BAGS: an automated Barcode, Audit & Grade System for DNA barcode
reference libraries.
Abstract
Biodiversity studies greatly benefit from molecular tools, such as DNA
metabarcoding, which provides an effective identification tool in
biomonitoring and conservation programmes. The accuracy of species-level
assignment, and consequent taxonomic coverage, relies on comprehensive
DNA barcode reference libraries.
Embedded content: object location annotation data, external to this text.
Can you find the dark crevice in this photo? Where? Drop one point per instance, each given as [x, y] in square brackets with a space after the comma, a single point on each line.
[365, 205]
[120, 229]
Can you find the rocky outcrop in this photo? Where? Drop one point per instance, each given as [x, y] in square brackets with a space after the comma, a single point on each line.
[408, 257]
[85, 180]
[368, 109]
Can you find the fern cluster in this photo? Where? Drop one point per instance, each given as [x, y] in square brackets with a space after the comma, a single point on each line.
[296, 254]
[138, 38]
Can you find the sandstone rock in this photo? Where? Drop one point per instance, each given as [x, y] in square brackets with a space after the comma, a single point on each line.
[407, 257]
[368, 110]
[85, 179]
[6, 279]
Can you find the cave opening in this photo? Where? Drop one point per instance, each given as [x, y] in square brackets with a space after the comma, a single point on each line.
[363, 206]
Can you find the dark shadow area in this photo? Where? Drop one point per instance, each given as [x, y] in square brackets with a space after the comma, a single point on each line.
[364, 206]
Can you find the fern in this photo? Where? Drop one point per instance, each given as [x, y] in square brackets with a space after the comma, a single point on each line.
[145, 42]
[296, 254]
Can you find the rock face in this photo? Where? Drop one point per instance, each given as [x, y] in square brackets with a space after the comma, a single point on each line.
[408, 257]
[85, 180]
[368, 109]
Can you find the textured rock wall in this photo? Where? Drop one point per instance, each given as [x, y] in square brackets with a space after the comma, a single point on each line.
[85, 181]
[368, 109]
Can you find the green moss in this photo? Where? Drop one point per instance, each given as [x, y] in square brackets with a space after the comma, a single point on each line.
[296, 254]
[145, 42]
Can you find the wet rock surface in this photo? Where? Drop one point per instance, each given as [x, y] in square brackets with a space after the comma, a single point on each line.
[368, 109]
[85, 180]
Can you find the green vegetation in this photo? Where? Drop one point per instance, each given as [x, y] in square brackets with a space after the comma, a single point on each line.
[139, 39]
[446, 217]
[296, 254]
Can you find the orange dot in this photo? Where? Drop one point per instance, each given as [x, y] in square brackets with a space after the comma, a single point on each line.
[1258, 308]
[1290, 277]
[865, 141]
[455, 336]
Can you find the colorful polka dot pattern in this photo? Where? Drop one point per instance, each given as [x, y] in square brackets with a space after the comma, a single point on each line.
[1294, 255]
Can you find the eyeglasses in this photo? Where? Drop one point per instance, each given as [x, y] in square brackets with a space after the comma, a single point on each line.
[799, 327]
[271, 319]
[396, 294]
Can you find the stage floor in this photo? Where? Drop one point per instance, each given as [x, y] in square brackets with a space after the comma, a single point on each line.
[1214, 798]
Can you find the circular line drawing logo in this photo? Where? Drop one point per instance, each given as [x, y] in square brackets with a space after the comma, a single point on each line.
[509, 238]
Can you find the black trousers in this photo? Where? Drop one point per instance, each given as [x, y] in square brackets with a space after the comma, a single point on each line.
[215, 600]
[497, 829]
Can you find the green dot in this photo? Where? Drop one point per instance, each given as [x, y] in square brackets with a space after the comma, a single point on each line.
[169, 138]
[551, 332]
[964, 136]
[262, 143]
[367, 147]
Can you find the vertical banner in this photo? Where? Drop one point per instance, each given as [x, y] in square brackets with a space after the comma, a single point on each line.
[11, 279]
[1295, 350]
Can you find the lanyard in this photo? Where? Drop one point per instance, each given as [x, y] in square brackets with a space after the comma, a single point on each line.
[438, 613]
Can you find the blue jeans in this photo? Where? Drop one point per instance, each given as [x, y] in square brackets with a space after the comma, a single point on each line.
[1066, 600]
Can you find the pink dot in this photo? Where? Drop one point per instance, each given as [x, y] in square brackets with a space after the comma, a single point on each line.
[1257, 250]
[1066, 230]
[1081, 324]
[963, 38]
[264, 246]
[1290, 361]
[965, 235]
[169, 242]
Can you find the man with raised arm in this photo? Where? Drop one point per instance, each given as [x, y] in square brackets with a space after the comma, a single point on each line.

The role of these libraries is to
support species identification, but accidental errors in the generation
of the barcodes may compromise their accuracy. Here we present an
R-based application, BAGS (Barcode, Audit & Grade System), that
performs automated auditing and annotation of cytochrome c oxidase
subunit I (COI) sequences libraries, for a given taxonomic group of
animals, available in the Barcode of Life Data System (BOLD). This is
followed by implementing a qualitative ranking system that assigns one
of five grades (A to E) to each species in the reference library,
according to the attributes of the data and congruency of species names
with sequences clustered in Barcode Index Numbers (BINs). Our ultimate
goal is to allow researchers to obtain the most useful and reliable
data, highlighting and segregating records according to their
congruency. Different tests were performed to perceive its usefulness
and limitations. BAGS fulfils a significant gap in the current landscape
of DNA barcoding research tools by quickly screening reference libraries
to gauge the congruence status of data and facilitate the triage of
ambiguous data for posterior review. Thereby, BAGS have the potential to
become a valuable addition in forthcoming DNA metabarcoding studies, in
the long term contributing to globally improve the quality and
reliability of the public reference libraries.